Postby odysseus2000 » July 25th, 2019, 2:27 pm

Howard wrote:
dspp wrote:
redsturgeon wrote:Anyone else worried by the capex spend?

John


How high it is, or how low it is ?


It looks low. And Tesla looks cash-constrained if it really is going to launch lots of new models.

Most manufacturers would be delighted to run their plants at full volume. This is surely the opportunity to start making profits to re-invest in the business.

Tesla are running at full capacity and subsidising every customer who buys a car. It is illogical for them to claim that they are producing a premium car when they are giving away money to each buyer. And yet they aren't successful in producing an affordable $35k "people's car".

It's difficult for supporters to explain what the company's strategy is. Robotaxis have suddenly taken a back seat? And many of us doubt that they can afford to pay the costs of developing new models which will sell profitably. Is it really to sell more cars at a loss?

Tesla aren't dominant enough to prevent much bigger players taking over their small market segments (except perhaps in California) so shareholders who probably can't afford a Tesla themselves are subsidising the wealthy multi-car owning typical Tesla buyer.

Will Tesla get profits out of China from their plant which has been financed by local banks? Doubtful?

Anyway, the share price movement over the next five years will indicate success or failure.

regards

Howard


Looking at the numbers it is difficult for me to find anything which says that Tesla has been in a better position before.

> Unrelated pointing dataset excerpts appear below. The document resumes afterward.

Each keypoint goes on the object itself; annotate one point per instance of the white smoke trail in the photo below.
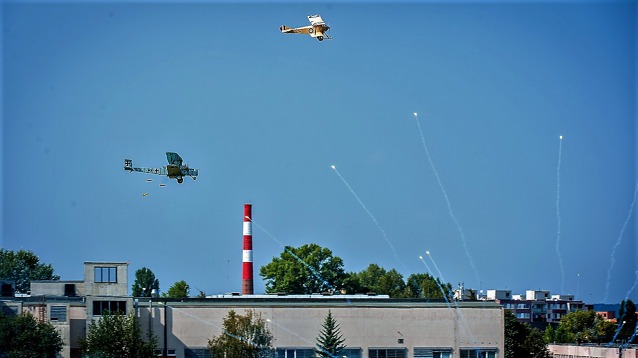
(613, 250)
(385, 237)
(632, 287)
(447, 200)
(558, 219)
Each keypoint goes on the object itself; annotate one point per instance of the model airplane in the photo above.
(317, 28)
(174, 169)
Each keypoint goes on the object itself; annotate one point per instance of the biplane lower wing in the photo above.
(297, 30)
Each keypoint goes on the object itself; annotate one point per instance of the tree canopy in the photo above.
(583, 326)
(330, 341)
(313, 269)
(180, 289)
(424, 285)
(23, 267)
(378, 280)
(145, 283)
(243, 336)
(24, 336)
(303, 270)
(117, 335)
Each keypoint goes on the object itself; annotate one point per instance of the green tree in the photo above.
(583, 327)
(423, 285)
(330, 341)
(243, 337)
(180, 289)
(304, 270)
(117, 335)
(549, 336)
(522, 340)
(23, 267)
(378, 280)
(24, 336)
(145, 283)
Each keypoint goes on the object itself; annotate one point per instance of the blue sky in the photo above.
(264, 115)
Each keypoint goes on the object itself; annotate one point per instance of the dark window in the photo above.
(432, 352)
(58, 313)
(9, 310)
(69, 289)
(99, 307)
(478, 353)
(387, 353)
(105, 274)
(7, 290)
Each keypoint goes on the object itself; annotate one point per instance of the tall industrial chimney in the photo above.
(247, 262)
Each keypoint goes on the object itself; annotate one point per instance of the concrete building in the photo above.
(590, 351)
(71, 305)
(537, 307)
(373, 326)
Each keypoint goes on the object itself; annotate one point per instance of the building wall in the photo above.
(117, 287)
(565, 351)
(395, 325)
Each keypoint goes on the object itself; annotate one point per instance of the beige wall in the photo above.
(421, 325)
(563, 351)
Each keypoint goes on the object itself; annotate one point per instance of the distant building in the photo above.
(608, 315)
(590, 351)
(536, 307)
(71, 305)
(373, 326)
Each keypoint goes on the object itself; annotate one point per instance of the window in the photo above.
(108, 306)
(478, 353)
(432, 353)
(169, 353)
(58, 313)
(351, 353)
(387, 353)
(294, 353)
(105, 274)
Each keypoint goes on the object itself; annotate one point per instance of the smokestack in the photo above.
(247, 262)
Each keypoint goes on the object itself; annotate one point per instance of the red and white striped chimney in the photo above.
(247, 262)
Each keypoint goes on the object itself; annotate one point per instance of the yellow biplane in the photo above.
(317, 29)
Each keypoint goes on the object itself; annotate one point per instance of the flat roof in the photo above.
(335, 301)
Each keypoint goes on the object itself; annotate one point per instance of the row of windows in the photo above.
(310, 353)
(389, 353)
(105, 274)
(100, 307)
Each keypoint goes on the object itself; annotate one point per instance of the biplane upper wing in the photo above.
(315, 20)
(297, 30)
(174, 159)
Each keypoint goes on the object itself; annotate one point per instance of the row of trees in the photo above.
(247, 336)
(313, 269)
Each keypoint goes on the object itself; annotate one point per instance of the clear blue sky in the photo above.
(264, 115)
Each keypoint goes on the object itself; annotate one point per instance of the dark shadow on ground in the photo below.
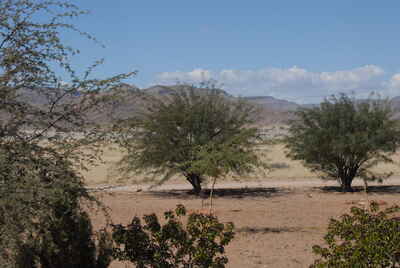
(265, 230)
(376, 189)
(238, 193)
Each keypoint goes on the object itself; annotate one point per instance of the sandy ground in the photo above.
(275, 226)
(278, 215)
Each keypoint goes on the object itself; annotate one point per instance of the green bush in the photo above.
(344, 138)
(201, 243)
(363, 238)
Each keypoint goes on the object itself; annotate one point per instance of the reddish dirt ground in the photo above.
(275, 227)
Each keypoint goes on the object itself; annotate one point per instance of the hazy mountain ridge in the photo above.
(134, 100)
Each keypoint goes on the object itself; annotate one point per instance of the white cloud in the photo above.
(293, 83)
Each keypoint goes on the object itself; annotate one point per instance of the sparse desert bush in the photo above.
(198, 243)
(343, 138)
(363, 238)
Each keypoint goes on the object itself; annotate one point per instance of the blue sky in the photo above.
(298, 50)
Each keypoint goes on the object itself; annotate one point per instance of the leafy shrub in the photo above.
(42, 220)
(201, 243)
(362, 239)
(344, 138)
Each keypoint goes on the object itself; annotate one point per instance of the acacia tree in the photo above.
(46, 117)
(344, 138)
(195, 132)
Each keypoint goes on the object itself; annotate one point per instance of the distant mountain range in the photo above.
(272, 110)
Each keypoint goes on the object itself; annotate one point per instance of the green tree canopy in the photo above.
(343, 138)
(46, 118)
(195, 132)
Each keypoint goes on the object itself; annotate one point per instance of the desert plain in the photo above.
(278, 215)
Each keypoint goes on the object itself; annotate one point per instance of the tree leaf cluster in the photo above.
(198, 243)
(363, 238)
(343, 138)
(196, 132)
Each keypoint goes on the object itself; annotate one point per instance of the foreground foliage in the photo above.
(362, 239)
(46, 120)
(196, 132)
(42, 221)
(343, 138)
(201, 243)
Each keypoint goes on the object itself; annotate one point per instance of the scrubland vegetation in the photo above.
(49, 218)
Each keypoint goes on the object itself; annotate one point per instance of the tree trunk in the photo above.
(346, 185)
(195, 181)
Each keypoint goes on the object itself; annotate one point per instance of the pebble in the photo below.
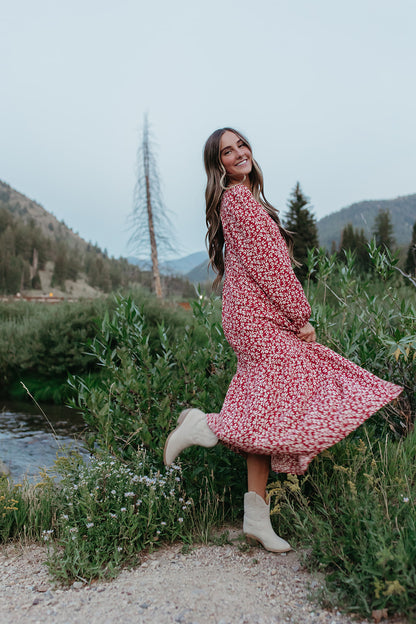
(209, 585)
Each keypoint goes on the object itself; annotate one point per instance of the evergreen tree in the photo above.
(383, 230)
(411, 254)
(301, 222)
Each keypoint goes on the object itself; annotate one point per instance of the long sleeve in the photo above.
(256, 241)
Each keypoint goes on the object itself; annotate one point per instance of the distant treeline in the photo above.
(25, 251)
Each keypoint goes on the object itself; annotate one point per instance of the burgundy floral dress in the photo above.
(289, 398)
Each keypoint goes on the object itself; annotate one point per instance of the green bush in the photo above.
(146, 383)
(356, 512)
(41, 344)
(26, 510)
(110, 512)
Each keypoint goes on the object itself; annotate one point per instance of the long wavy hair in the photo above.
(217, 183)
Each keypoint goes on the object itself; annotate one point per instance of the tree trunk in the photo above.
(153, 246)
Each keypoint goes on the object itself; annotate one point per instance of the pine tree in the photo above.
(355, 240)
(152, 230)
(411, 254)
(383, 230)
(301, 222)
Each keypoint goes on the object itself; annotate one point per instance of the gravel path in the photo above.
(208, 584)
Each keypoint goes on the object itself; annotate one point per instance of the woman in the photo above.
(291, 397)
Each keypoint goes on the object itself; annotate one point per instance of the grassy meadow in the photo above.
(354, 512)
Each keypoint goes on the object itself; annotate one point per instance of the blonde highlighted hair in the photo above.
(217, 183)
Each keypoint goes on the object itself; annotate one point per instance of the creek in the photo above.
(27, 441)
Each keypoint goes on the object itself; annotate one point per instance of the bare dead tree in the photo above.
(152, 229)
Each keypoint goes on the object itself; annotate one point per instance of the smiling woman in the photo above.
(236, 157)
(291, 397)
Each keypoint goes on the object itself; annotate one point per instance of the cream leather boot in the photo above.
(257, 524)
(192, 429)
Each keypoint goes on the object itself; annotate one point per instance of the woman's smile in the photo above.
(235, 156)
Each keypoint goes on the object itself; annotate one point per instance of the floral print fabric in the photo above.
(289, 399)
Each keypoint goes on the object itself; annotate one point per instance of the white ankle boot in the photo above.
(257, 523)
(192, 429)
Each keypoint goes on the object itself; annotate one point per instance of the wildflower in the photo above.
(353, 488)
(394, 588)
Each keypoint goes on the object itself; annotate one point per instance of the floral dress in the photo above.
(289, 399)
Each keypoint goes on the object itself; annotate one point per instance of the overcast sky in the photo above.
(324, 90)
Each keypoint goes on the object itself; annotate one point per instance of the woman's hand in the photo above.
(307, 333)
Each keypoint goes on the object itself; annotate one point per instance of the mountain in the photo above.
(178, 266)
(201, 273)
(41, 256)
(30, 211)
(362, 215)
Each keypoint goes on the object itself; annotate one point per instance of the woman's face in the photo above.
(236, 156)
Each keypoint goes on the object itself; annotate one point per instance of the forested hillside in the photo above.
(37, 252)
(362, 215)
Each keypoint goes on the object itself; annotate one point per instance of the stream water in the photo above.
(27, 441)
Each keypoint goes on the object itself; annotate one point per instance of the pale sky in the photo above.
(325, 91)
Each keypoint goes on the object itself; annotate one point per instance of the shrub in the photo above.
(111, 511)
(356, 512)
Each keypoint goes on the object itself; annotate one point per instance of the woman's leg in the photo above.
(258, 469)
(256, 522)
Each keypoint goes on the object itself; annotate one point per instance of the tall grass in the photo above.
(355, 509)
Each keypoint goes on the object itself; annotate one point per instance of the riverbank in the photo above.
(208, 584)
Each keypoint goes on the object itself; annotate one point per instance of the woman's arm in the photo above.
(262, 250)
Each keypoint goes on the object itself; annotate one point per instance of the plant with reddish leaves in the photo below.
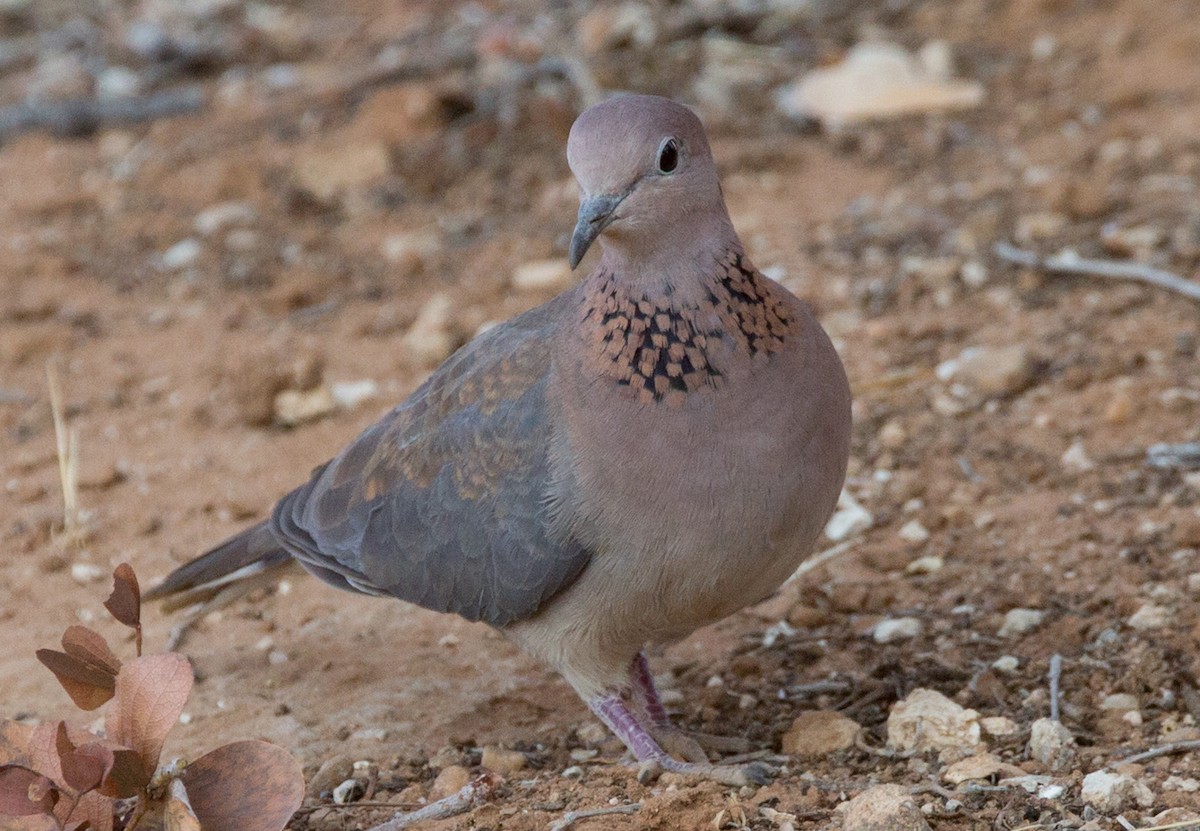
(59, 776)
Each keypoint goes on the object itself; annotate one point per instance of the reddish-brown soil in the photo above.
(168, 376)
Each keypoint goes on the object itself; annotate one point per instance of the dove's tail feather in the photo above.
(234, 567)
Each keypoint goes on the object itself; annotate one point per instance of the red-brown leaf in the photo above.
(151, 692)
(178, 812)
(250, 785)
(125, 602)
(85, 767)
(94, 812)
(126, 777)
(13, 741)
(90, 647)
(87, 685)
(24, 791)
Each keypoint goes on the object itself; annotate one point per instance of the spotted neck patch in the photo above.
(663, 348)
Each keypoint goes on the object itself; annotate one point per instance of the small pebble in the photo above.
(893, 629)
(1019, 621)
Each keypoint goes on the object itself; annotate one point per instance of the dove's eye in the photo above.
(669, 156)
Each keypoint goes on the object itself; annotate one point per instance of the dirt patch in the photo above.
(301, 227)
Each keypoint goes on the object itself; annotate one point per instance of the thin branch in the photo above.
(472, 795)
(85, 115)
(1068, 262)
(1162, 751)
(1055, 685)
(573, 817)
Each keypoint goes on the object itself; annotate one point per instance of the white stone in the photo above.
(180, 255)
(849, 520)
(1051, 743)
(928, 721)
(927, 565)
(1019, 621)
(543, 275)
(913, 532)
(875, 81)
(1150, 616)
(1110, 791)
(349, 394)
(999, 725)
(1120, 701)
(893, 629)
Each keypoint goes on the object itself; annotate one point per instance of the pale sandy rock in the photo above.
(928, 721)
(1150, 616)
(1051, 743)
(295, 406)
(925, 565)
(876, 81)
(1120, 701)
(882, 808)
(990, 371)
(1108, 791)
(849, 520)
(1019, 621)
(913, 532)
(999, 725)
(502, 760)
(979, 766)
(893, 629)
(430, 340)
(450, 781)
(817, 733)
(328, 171)
(543, 275)
(411, 251)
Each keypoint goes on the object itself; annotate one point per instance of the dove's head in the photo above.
(646, 177)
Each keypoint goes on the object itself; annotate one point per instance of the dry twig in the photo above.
(1055, 685)
(1068, 262)
(1162, 751)
(469, 796)
(573, 817)
(85, 115)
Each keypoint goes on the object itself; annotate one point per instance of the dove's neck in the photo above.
(678, 261)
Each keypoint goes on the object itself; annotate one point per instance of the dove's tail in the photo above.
(234, 567)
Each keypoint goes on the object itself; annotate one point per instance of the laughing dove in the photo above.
(647, 453)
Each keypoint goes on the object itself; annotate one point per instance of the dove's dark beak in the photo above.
(595, 214)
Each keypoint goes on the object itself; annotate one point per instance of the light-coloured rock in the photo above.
(1075, 458)
(180, 255)
(328, 171)
(999, 725)
(979, 766)
(1051, 743)
(1150, 616)
(817, 733)
(430, 340)
(925, 565)
(892, 629)
(450, 781)
(882, 808)
(913, 532)
(297, 406)
(1120, 701)
(1019, 621)
(990, 371)
(502, 760)
(543, 275)
(1108, 791)
(928, 721)
(411, 251)
(876, 81)
(849, 520)
(349, 394)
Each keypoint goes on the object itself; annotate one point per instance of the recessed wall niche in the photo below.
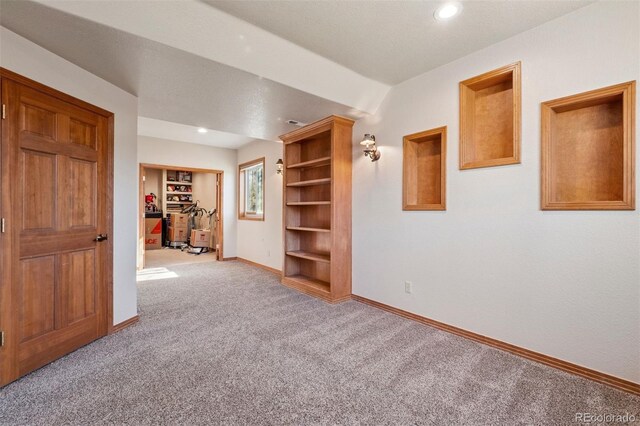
(588, 150)
(490, 118)
(424, 170)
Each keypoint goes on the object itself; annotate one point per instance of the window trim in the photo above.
(241, 167)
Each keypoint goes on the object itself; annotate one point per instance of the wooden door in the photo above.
(55, 184)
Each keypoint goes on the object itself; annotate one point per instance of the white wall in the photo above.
(26, 58)
(563, 283)
(204, 190)
(180, 154)
(261, 241)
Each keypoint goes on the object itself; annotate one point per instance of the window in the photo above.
(251, 190)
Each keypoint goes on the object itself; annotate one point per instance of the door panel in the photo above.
(37, 297)
(38, 121)
(38, 185)
(58, 160)
(78, 284)
(80, 187)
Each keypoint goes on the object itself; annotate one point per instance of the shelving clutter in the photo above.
(317, 209)
(177, 187)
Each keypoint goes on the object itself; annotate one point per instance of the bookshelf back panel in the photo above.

Sales are increasing, GM are steady, losses are heading down, the balance sheet has $5b on it.

Better is that the business has the best spec BE cars that exist and a lot of folk who want one and no current bev has the magnetic attraction of Tesla.

Looking at all of this I see a business that is executing and growing stronger and more confident by the day, whereas a lot of their competition is growing weaker and more pessimistic by the day.

As I have typed before I am confident that a collection of investors as one finds here, is not the best way to gauge overall punter interest in Tesla.